Hey all - new to the site but Im finding it really useful... Just bought a Ducato based Ace Firenze - and looking to take the waterski boat away for a few days testing of the boat and MH. Im looking for a campsite next to a lake that Ican waterski on - anyone got any ideas ???

Regards to Ya'll

Jon


----------



## Pusser (May 9, 2005)

jonnowycombe said:


> Hey all - new to the site but Im finding it really useful... Just bought a Ducato based Ace Firenze - and looking to take the waterski boat away for a few days testing of the boat and MH. Im looking for a campsite next to a lake that Ican waterski on - anyone got any ideas ???
> 
> Regards to Ya'll
> 
> Jon


Welcome. I presume you are talking UK only for a try out or are you prepared to leg it over to France where you will be spoilt for lakes


----------



## 100109 (Jul 19, 2006)

i have never been but planning to http://www.prwb.net/tallington/index.php?id=26


----------



## jonnowycombe (Mar 2, 2007)

Pusser said:


> jonnowycombe said:
> 
> 
> > Hey all - new to the site but Im finding it really useful... Just bought a Ducato based Ace Firenze - and looking to take the waterski boat away for a few days testing of the boat and MH. Im looking for a campsite next to a lake that Ican waterski on - anyone got any ideas ???
> ...


I shall start in the UK - that way when it all goes wrong I can come home and PM you all on how to cope with overflowing toilet, cold showers, lack of heating, bad cooking and getting drunk and forgetting which MH was mine in the campsite....

Thanks though ! Will do abroad in the summer !


----------



## peedee (May 10, 2005)

Cosgrove Leisure Park

Billing Aquadrome

peedee


----------



## 93986 (May 1, 2005)

some useful locations, but a few seem to be restricted to the residential/home owners at them and not open to transient weekenders.

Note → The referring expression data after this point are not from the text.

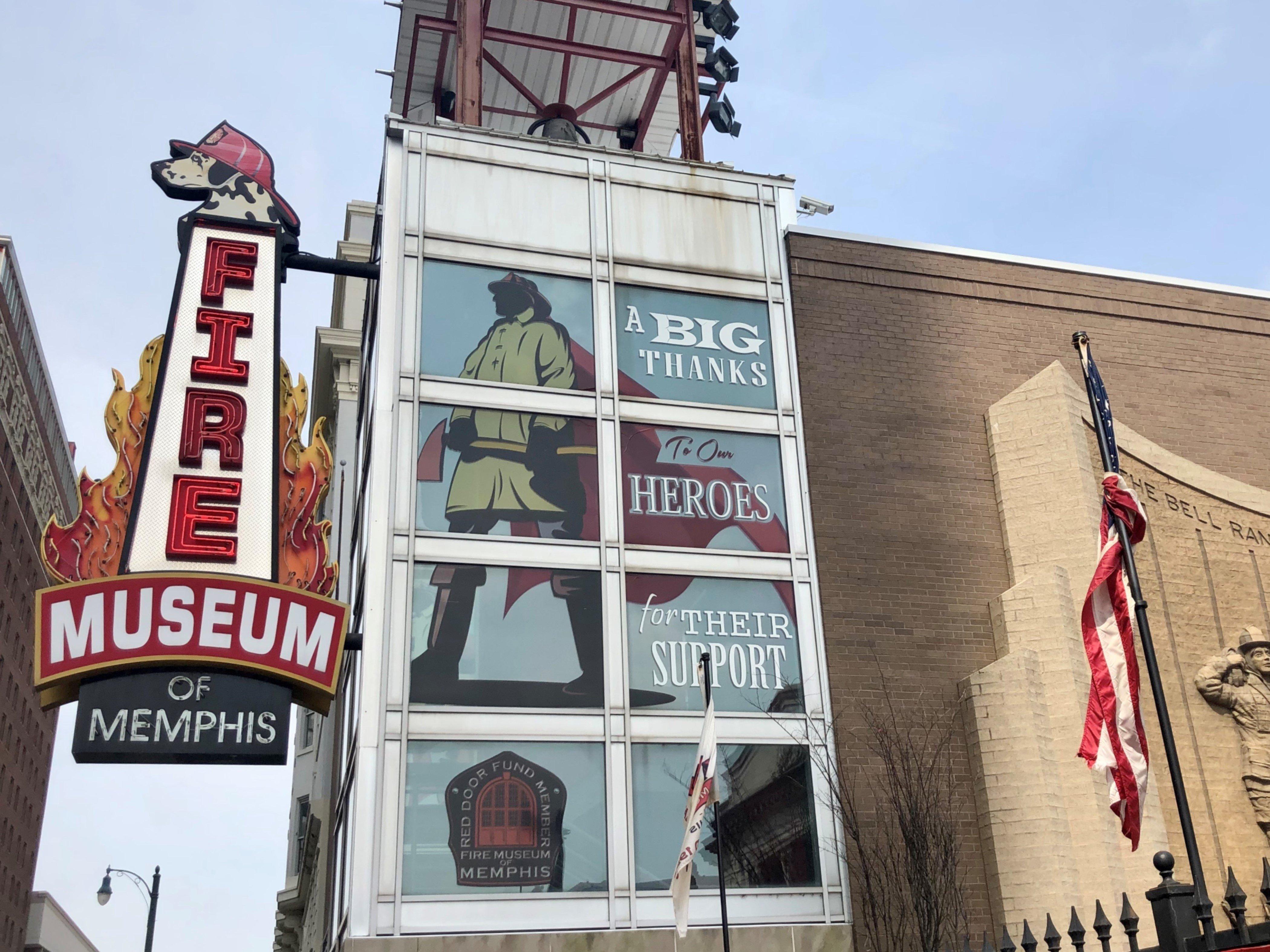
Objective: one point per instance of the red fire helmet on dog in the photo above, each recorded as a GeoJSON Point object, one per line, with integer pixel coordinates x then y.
{"type": "Point", "coordinates": [244, 155]}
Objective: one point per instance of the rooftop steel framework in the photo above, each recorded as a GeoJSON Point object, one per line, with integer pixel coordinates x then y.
{"type": "Point", "coordinates": [624, 72]}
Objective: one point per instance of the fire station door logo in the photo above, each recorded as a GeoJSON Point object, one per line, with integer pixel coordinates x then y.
{"type": "Point", "coordinates": [507, 824]}
{"type": "Point", "coordinates": [202, 548]}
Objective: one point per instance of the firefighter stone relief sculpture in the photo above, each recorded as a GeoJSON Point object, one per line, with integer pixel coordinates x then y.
{"type": "Point", "coordinates": [1239, 683]}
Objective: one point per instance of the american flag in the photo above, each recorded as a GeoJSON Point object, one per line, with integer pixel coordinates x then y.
{"type": "Point", "coordinates": [1114, 742]}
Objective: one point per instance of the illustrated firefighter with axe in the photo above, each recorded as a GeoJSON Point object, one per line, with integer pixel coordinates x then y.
{"type": "Point", "coordinates": [520, 468]}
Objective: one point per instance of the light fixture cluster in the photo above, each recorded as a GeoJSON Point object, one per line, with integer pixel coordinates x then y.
{"type": "Point", "coordinates": [722, 65]}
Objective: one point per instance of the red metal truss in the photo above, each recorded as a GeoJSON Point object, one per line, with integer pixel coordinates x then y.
{"type": "Point", "coordinates": [609, 91]}
{"type": "Point", "coordinates": [550, 44]}
{"type": "Point", "coordinates": [501, 111]}
{"type": "Point", "coordinates": [617, 9]}
{"type": "Point", "coordinates": [511, 78]}
{"type": "Point", "coordinates": [468, 20]}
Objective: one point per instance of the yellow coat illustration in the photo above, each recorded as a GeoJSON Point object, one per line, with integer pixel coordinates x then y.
{"type": "Point", "coordinates": [516, 351]}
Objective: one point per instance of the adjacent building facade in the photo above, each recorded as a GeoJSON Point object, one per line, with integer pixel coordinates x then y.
{"type": "Point", "coordinates": [37, 480]}
{"type": "Point", "coordinates": [954, 479]}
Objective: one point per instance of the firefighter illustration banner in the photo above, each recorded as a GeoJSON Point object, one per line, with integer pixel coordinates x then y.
{"type": "Point", "coordinates": [496, 636]}
{"type": "Point", "coordinates": [696, 348]}
{"type": "Point", "coordinates": [703, 489]}
{"type": "Point", "coordinates": [503, 473]}
{"type": "Point", "coordinates": [523, 328]}
{"type": "Point", "coordinates": [503, 817]}
{"type": "Point", "coordinates": [746, 626]}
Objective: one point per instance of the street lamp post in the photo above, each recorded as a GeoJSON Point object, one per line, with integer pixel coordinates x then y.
{"type": "Point", "coordinates": [150, 893]}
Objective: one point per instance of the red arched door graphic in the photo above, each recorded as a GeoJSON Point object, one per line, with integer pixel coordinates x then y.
{"type": "Point", "coordinates": [507, 814]}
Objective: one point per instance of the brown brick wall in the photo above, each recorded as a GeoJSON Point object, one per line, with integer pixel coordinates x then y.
{"type": "Point", "coordinates": [901, 353]}
{"type": "Point", "coordinates": [26, 732]}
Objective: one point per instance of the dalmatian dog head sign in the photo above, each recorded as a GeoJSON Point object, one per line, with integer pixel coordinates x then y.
{"type": "Point", "coordinates": [202, 549]}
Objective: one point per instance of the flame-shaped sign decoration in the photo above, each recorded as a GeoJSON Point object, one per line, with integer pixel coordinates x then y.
{"type": "Point", "coordinates": [304, 544]}
{"type": "Point", "coordinates": [90, 548]}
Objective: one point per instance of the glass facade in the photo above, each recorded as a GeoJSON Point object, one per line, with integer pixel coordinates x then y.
{"type": "Point", "coordinates": [585, 470]}
{"type": "Point", "coordinates": [765, 808]}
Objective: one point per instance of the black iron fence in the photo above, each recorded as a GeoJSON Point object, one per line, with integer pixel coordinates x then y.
{"type": "Point", "coordinates": [1184, 922]}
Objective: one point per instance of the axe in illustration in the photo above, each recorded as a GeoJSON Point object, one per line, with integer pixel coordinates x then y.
{"type": "Point", "coordinates": [430, 465]}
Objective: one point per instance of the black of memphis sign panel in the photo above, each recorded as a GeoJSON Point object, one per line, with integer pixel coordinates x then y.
{"type": "Point", "coordinates": [507, 823]}
{"type": "Point", "coordinates": [182, 718]}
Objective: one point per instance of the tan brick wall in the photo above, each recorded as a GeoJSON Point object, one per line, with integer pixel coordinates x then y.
{"type": "Point", "coordinates": [902, 352]}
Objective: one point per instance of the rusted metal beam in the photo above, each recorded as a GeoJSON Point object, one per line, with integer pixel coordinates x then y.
{"type": "Point", "coordinates": [609, 91]}
{"type": "Point", "coordinates": [690, 101]}
{"type": "Point", "coordinates": [439, 82]}
{"type": "Point", "coordinates": [511, 78]}
{"type": "Point", "coordinates": [658, 84]}
{"type": "Point", "coordinates": [501, 111]}
{"type": "Point", "coordinates": [469, 27]}
{"type": "Point", "coordinates": [568, 59]}
{"type": "Point", "coordinates": [617, 9]}
{"type": "Point", "coordinates": [409, 74]}
{"type": "Point", "coordinates": [552, 44]}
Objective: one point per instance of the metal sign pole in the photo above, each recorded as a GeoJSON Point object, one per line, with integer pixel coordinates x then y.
{"type": "Point", "coordinates": [1203, 905]}
{"type": "Point", "coordinates": [723, 889]}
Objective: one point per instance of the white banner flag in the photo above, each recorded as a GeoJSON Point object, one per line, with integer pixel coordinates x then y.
{"type": "Point", "coordinates": [702, 794]}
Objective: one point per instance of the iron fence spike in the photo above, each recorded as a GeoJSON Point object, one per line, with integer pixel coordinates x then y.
{"type": "Point", "coordinates": [1103, 927]}
{"type": "Point", "coordinates": [1029, 941]}
{"type": "Point", "coordinates": [1236, 902]}
{"type": "Point", "coordinates": [1052, 938]}
{"type": "Point", "coordinates": [1076, 931]}
{"type": "Point", "coordinates": [1129, 921]}
{"type": "Point", "coordinates": [1234, 892]}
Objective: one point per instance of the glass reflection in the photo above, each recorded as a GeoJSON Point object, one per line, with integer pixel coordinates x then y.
{"type": "Point", "coordinates": [765, 808]}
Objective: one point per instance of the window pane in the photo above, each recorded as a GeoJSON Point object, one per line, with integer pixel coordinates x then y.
{"type": "Point", "coordinates": [501, 473]}
{"type": "Point", "coordinates": [460, 837]}
{"type": "Point", "coordinates": [694, 347]}
{"type": "Point", "coordinates": [507, 327]}
{"type": "Point", "coordinates": [501, 636]}
{"type": "Point", "coordinates": [746, 626]}
{"type": "Point", "coordinates": [703, 489]}
{"type": "Point", "coordinates": [765, 808]}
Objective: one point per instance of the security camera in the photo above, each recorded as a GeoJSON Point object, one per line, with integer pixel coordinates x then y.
{"type": "Point", "coordinates": [813, 206]}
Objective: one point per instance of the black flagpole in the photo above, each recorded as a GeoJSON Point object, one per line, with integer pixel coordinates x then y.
{"type": "Point", "coordinates": [1203, 905]}
{"type": "Point", "coordinates": [723, 890]}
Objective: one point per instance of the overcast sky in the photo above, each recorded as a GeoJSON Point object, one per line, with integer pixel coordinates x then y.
{"type": "Point", "coordinates": [1125, 135]}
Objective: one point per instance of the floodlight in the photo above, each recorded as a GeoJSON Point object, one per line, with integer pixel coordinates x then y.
{"type": "Point", "coordinates": [722, 116]}
{"type": "Point", "coordinates": [719, 17]}
{"type": "Point", "coordinates": [722, 65]}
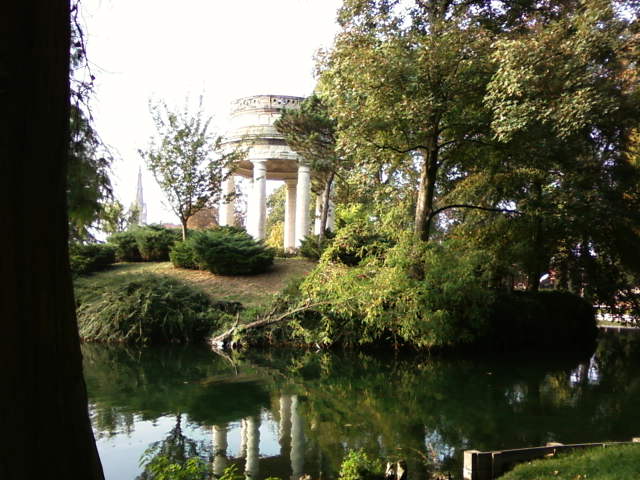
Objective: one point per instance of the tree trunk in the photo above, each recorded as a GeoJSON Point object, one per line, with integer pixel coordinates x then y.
{"type": "Point", "coordinates": [183, 222]}
{"type": "Point", "coordinates": [426, 192]}
{"type": "Point", "coordinates": [43, 409]}
{"type": "Point", "coordinates": [326, 200]}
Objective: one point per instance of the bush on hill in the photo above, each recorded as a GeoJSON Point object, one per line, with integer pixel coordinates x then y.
{"type": "Point", "coordinates": [229, 251]}
{"type": "Point", "coordinates": [90, 258]}
{"type": "Point", "coordinates": [154, 242]}
{"type": "Point", "coordinates": [147, 309]}
{"type": "Point", "coordinates": [126, 246]}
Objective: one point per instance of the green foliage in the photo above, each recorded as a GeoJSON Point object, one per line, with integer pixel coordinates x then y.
{"type": "Point", "coordinates": [186, 160]}
{"type": "Point", "coordinates": [161, 468]}
{"type": "Point", "coordinates": [541, 321]}
{"type": "Point", "coordinates": [182, 254]}
{"type": "Point", "coordinates": [312, 247]}
{"type": "Point", "coordinates": [91, 257]}
{"type": "Point", "coordinates": [358, 465]}
{"type": "Point", "coordinates": [381, 301]}
{"type": "Point", "coordinates": [154, 242]}
{"type": "Point", "coordinates": [145, 309]}
{"type": "Point", "coordinates": [126, 246]}
{"type": "Point", "coordinates": [231, 473]}
{"type": "Point", "coordinates": [230, 251]}
{"type": "Point", "coordinates": [611, 463]}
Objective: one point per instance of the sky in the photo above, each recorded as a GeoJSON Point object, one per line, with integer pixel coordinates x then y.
{"type": "Point", "coordinates": [177, 50]}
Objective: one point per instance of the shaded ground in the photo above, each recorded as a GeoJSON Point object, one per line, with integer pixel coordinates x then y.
{"type": "Point", "coordinates": [250, 290]}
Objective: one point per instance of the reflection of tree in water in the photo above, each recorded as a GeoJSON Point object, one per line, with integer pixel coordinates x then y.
{"type": "Point", "coordinates": [175, 448]}
{"type": "Point", "coordinates": [412, 408]}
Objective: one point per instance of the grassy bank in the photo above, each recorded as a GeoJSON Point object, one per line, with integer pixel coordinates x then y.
{"type": "Point", "coordinates": [611, 463]}
{"type": "Point", "coordinates": [251, 290]}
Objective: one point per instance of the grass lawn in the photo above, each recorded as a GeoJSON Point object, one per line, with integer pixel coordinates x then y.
{"type": "Point", "coordinates": [250, 290]}
{"type": "Point", "coordinates": [611, 463]}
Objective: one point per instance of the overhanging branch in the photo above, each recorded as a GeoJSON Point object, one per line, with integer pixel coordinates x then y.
{"type": "Point", "coordinates": [473, 207]}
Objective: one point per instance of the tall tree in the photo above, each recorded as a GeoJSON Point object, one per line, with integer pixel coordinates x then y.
{"type": "Point", "coordinates": [565, 98]}
{"type": "Point", "coordinates": [88, 184]}
{"type": "Point", "coordinates": [310, 131]}
{"type": "Point", "coordinates": [183, 163]}
{"type": "Point", "coordinates": [44, 405]}
{"type": "Point", "coordinates": [408, 78]}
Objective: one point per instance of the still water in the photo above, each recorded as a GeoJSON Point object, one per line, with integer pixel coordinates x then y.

anyone know of 'open weekends' sites for us boat and van owners !

Mark


----------



## clodhopper2006 (Aug 13, 2006)

How about Luss On Loch Lomond?


----------



## Sparrow (May 10, 2005)

*Site by lake*

Jon 
I think Pentney Lakes is open to all comers.
http://www.pentneylakes.co.uk/
The site is about 5 miles from Kings Lynn.
Good luck.
Mike


----------



## takeaflight (May 9, 2005)

Theres a CC site in the lakes thats situated on the banks of Conniston.


----------



## 88870 (May 10, 2005)

Tallington lakes that was mentioned earlier is definitely open to tourers.

It is just up the road from here and we go there regularly - never camped there though.


----------



## mangothemadmonk (Aug 6, 2006)

There are speed restrictions on most if not all waters in the Lake District :x :x :x :x :x :x :x 

Oh and a little quiz question.....

How many Lakes are there in the Lake District :?: 

Johnny F


----------



## mangothemadmonk (Aug 6, 2006)

Only one.......

Bassenthwaite Lake (formerly known as Broad Water)

Johnny F


----------